Separating the wise from the wrong.

By David H. Freedman |

Instinct, intuition and common sense are invaluable to us as parents, but they only get us so far. We ought to know enough to know that we don’t know quite enough. There will always be aspects to raising kids that seem complex, mysterious, obscured, and fraught with potential error. Is there some edge we’re failing to impart to them? Some harm we’re inadvertently doing? Are we failing to protect them from some lurking risk? Driven by these vague and not always entirely irrational insecurities, we turn to experts.

That’s all well and good. Why shouldn’t we parents want to get insights into better ways to ensure our children sleep soundly, grow up healthy, enjoy full emotional and cognitive development, and become successful students, athletes, friends and mates?
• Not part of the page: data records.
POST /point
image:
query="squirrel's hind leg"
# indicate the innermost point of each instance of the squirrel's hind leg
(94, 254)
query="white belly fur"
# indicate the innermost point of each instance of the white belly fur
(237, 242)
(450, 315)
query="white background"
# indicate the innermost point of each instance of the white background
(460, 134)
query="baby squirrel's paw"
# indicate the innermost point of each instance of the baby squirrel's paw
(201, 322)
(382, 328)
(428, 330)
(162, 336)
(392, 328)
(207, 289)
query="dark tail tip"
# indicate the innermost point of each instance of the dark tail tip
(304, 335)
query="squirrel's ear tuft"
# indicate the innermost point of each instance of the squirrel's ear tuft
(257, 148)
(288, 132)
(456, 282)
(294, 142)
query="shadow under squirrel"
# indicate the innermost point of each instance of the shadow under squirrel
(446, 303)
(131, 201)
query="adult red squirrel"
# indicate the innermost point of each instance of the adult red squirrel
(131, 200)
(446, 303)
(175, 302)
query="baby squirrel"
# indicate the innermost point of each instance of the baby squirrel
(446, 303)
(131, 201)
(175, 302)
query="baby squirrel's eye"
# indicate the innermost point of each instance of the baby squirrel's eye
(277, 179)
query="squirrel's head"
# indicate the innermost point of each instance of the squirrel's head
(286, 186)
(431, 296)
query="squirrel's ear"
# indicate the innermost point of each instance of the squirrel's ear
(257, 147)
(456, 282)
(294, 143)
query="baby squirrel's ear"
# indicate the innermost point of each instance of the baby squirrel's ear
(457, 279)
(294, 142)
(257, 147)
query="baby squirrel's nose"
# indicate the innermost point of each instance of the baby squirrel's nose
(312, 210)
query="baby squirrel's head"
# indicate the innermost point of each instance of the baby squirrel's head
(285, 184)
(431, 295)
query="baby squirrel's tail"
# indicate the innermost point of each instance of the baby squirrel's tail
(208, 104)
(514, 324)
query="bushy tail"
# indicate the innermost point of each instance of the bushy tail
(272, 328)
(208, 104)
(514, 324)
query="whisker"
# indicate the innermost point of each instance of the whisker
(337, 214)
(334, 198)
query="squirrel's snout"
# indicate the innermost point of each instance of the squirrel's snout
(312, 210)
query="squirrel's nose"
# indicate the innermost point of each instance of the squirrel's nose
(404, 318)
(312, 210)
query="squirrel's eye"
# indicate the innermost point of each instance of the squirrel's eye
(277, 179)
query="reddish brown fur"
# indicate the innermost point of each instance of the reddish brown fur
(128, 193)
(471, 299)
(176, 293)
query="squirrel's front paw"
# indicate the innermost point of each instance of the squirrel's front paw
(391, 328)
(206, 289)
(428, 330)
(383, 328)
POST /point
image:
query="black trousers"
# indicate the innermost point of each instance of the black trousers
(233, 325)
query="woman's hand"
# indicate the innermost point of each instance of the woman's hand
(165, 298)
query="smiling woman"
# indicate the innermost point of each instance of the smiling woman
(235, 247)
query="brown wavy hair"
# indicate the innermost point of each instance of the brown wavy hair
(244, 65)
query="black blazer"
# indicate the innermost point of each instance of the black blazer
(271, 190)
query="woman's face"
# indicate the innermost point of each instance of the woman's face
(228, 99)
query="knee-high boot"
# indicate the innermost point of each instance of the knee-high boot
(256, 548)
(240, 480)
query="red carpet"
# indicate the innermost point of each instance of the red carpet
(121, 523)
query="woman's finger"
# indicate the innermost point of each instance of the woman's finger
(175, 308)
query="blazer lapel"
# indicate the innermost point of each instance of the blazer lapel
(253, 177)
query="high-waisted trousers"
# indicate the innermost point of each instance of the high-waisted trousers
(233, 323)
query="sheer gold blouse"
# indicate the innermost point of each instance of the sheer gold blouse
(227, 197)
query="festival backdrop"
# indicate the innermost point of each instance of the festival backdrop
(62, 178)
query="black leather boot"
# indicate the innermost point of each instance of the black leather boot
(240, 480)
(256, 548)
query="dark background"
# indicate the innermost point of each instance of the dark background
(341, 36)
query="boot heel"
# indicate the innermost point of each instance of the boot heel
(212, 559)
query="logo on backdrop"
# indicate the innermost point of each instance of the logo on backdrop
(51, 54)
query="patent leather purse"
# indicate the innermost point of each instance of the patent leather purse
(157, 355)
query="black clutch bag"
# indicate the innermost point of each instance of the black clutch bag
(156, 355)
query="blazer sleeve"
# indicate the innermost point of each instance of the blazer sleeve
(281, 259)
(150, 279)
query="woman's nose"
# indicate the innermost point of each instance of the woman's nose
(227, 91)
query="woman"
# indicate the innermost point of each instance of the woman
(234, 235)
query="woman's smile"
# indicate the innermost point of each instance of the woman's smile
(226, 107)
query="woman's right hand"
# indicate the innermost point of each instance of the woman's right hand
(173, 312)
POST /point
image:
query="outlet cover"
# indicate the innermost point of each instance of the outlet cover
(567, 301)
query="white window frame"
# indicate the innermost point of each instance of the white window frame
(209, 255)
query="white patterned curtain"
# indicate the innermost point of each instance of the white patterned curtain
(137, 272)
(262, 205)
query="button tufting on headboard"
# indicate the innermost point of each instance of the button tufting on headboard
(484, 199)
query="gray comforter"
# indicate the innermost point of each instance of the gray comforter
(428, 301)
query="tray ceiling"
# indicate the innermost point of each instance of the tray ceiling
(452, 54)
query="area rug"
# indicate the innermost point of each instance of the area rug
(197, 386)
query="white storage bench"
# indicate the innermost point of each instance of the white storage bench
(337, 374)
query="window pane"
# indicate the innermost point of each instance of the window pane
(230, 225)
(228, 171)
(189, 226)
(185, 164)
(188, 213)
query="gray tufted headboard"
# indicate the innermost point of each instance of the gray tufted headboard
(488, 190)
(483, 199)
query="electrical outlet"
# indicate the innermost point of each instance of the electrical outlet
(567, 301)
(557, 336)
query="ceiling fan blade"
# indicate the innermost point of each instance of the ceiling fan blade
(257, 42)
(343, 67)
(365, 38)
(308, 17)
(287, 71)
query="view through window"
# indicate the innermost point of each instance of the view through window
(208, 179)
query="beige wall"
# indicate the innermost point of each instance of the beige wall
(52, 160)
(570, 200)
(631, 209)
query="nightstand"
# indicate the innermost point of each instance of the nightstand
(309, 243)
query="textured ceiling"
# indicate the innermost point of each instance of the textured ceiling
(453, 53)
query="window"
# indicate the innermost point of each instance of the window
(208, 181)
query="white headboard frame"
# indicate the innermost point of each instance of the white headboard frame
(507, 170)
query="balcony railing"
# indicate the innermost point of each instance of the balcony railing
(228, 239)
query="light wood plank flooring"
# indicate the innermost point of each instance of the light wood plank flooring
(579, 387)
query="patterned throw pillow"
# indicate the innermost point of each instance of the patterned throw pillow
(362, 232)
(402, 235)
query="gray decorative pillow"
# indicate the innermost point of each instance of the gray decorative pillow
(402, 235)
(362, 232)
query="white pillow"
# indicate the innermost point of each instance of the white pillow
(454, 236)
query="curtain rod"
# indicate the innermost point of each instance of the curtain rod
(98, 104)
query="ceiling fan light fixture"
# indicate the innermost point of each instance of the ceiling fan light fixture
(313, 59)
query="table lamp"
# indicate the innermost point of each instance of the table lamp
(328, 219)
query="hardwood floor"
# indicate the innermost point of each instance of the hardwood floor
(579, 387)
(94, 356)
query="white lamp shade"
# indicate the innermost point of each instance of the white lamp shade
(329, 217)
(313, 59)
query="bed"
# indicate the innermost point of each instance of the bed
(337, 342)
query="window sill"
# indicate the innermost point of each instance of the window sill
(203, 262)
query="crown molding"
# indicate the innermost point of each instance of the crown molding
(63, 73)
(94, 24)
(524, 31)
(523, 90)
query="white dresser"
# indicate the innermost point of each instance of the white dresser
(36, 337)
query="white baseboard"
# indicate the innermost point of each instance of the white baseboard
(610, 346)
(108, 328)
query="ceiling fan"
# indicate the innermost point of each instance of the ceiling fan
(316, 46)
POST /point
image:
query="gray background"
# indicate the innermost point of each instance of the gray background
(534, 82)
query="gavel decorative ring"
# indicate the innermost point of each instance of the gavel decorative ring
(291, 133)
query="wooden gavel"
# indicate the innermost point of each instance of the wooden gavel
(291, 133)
Experts, of course, oblige us: we get hit with all sorts of advice from every direction.

But what is it that draws us to certain advice over others? To be sure, there are plenty of mediagenic, charismatic pop gurus whose lack of any formal credentials or evidence doesn’t keep them from slinging hit-or-miss parenting advice. But many of us pride ourselves on attributing more credibility to experts who can back their pronouncements up with research studies and solid data. And there are legions of physicians, psychologists, educators and journalists who seem to have the goods when it comes to research, be it sleep studies, brain imaging, classroom observations or educator surveys. Just one little problem: Most of these data-driven findings are wrong. That multi-parameterized list of the best doctors in your area probably won’t tell you anything about which doctor is actually best for your child. The study pointing out how eating fiber-rich foods will improve cognitive function is probably mistaken. The children’s sunscreen recommended by a medical panel may later be found to cause harm. The newest recommended infant sleeping position may be tomorrow’s “don’t do this” picture on the pediatrician’s wall poster.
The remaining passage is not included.